Published on: 10-May-2021
Laura McElligott, 47, of Westmont, didn’t realize how important running was to her until it was taken away by pain.
McElligott, who works as a middle school special education teacher, was enjoying an active life which included three miles runs about five times a week. “I definitely am one of those people who is addicted to the ‘runners’ high,’ she explains. “Running seemed to keep my stress under control and just helped with my mental health overall.”
A couple of years ago, she began to have pain in her right buttock. Concerned, but not alarmed, she saw a doctor who diagnosed her with a labral tear in her hip and recommended conservative treatment. This included physical therapy, pain-relieving injections, and massage. Despite these courses of action, her pain worsened, and she eventually gave up running. In doing so, her pain subsided, and she felt better physically, but she missed the sense of well-being that exercising gave her.

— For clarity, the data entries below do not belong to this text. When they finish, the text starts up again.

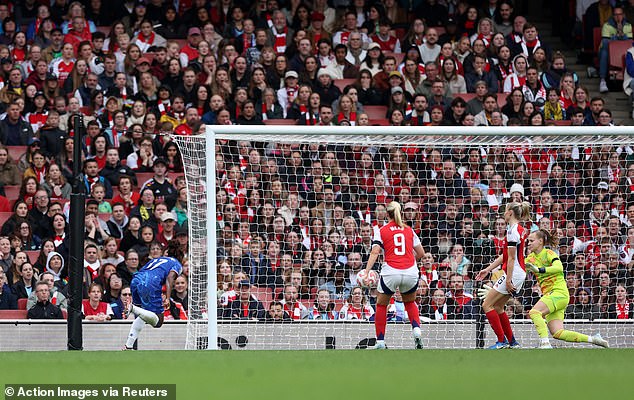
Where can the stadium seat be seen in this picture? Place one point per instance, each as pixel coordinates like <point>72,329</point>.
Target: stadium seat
<point>342,83</point>
<point>617,50</point>
<point>181,42</point>
<point>104,216</point>
<point>15,152</point>
<point>501,99</point>
<point>466,96</point>
<point>13,314</point>
<point>279,122</point>
<point>400,33</point>
<point>4,216</point>
<point>380,121</point>
<point>33,255</point>
<point>398,56</point>
<point>375,112</point>
<point>12,192</point>
<point>264,294</point>
<point>105,29</point>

Determined not to let pain dictate a sedentary lifestyle, McElligott tried working out, but hip pain quickly followed. After some time, she couldn’t even walk without pain, so she decided to seek a higher level of care. After thorough research, McElligott scheduled an appointment with Dr. Shane Nho of Midwest Orthopaedics at Rush, a renowned expert in treating hip conditions, including labral tears and impingement. “Laura was a challenging case because most patients with hip labral tears complain of pain in the groin area, not the back of the hip,” Dr. Nho explains. “Once her diagnosis was certain, I knew hip arthroscopy was her best option to repair her conditions and relieve her pain.”

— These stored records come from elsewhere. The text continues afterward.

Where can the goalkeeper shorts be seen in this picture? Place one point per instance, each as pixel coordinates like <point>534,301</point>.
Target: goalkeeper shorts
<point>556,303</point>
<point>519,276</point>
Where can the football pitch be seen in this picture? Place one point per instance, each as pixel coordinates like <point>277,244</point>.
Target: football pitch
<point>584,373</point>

He explained the minimally invasive hip arthroscopy procedure he would use to treat both her labral tear and femoral acetabular impingement in one surgery through a tiny hole in her skin. He also explained the post-op rehabilitation which would include a dedicated course of physical therapy. McElligott agreed and she underwent the surgery shortly after elective surgeries resumed at the start of the COVID pandemic.

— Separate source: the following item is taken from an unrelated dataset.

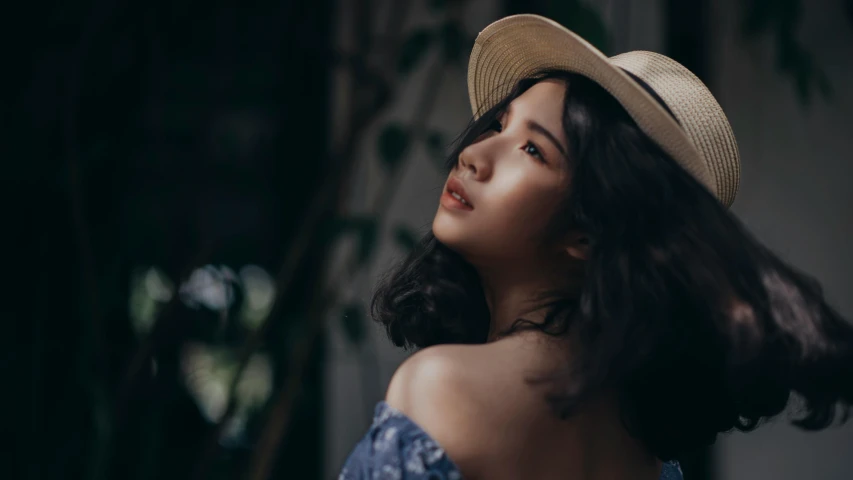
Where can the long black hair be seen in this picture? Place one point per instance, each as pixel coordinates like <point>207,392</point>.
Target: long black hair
<point>697,326</point>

Following successful surgery, McElligott was amazed.
“I don’t think I really knew how much pain I was in before,” she said. “My only regret was that I waited too long to have surgery.”
Today, nine months post-surgery, she is enjoying her life and exercising the way she always hoped. She is running four days a week and increasing her distance each time. McElligott says that she appreciates small things more now, like nature, and even her husband has noticed a difference. “I haven’t felt this good physically or mentally in years,” she says.